By Ms. Ferg
After nearly four weeks of educators tackling the world of virtual learning from the halls of Oak Creek High School and students showing up to class from their bedrooms, the educational reality due to COVID-19 is about to change once again on Sept. 28, 2020.
On that day, students will be back in the building two days a week, while learning remotely, or “asynchronously,” on their at-home days. This plan reduces classroom sizes to approximately half, minimizing the risk of close in-person contact to mitigate the spread of COVID-19 in the instance student or teacher were infected with the virus.
On this last week before the hybrid plan is launched, preparations abound. The school district and administrators are finalizing rules and protocol, readying staff to react appropriately to every scenario that could emerge. “Everyone is working incredibly hard and long days to provide the best solutions despite the tough situation we’ve all gone through,” said Mr. Lataille, associate principal. “I believe getting 50-percent of the students in the building at a time will provide a sense of normalcy for students,” noting that staying safe will involve a team effort and use of masks, social distancing, and hand-washing.
Teachers are tweaking their lesson plans and classrooms to fit the new structure. In one such case, English teacher, Mr. Steeves, has spaced his seats according to district guidelines. While Steeves is “apprehensive about students potentially bouncing in and out of class due to quarantining,” he’s looking forward to having students back at school. “We’ll take it as it comes and do the best we can, as ever,” he said.
Ms. Fritz, also an English department teacher and a key communications instructor, noted how virtual learning has been especially challenging in her role. “I am a very expressive person, and I watch my students’ expressions and body language for constant feedback in the classroom,” she said. “Without this feedback, I have been floundering at times.”

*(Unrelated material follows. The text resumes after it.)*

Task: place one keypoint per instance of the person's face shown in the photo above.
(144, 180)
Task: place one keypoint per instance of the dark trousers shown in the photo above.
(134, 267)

Mr. Comiskey, a hallmark in the social studies department, agreed that virtual learning has put educators to the test. Most challenging of all, according to Comiskey, has been “not seeing the students and getting to know them. … It will be late September when I first see everyone in person, and I won’t automatically know all of their names. That’s disheartening.” And while the essential use of technology has posed a challenge, too, Comiskey notes that he has grown from the experience. “Because I value growing in anything I do, this has been positive,” he said.
Despite the challenges educators and students have faced tackling education in a virtual world, when polled on Instagram, a surprising 43-percent of students said they prefer virtual learning to in-school.
Students cited flexibility and the ability to develop self-reliance as key advantages to virtual learning. “I got to learn more about how I am motivated, how I can work independently, and how I am able to adapt to new scenarios,” said senior, Sophia Azim, who also felt the block scheduling format resulted in a “massive success to my personal learning.”
Lilly Nick, also a senior, agreed. “It made me become more responsible and more of an individual learner,” she said. “In a normal school setting, there is a lot of collaboration with others, but when it is just you, you have a greater responsibility to reach out to teachers [if something] is not making sense to you.”
Although many students were able to focus on the positive aspects of virtual learning, they are still excited to return to the building two days a week starting September 28. While she will miss being in school with some of her friends, Kari Kelly, a senior, said, she thinks “smaller groups is the best way to start safely getting back to school,” adding that “hopefully masks and social distancing will keep everyone healthy.”
Azim is also looking forward to the return to Oak Creek High School halls. “As nerdy as it sounds, I genuinely love school. Not only because I get to learn and explore new ideas every day but also because I really value social interactions,” she said.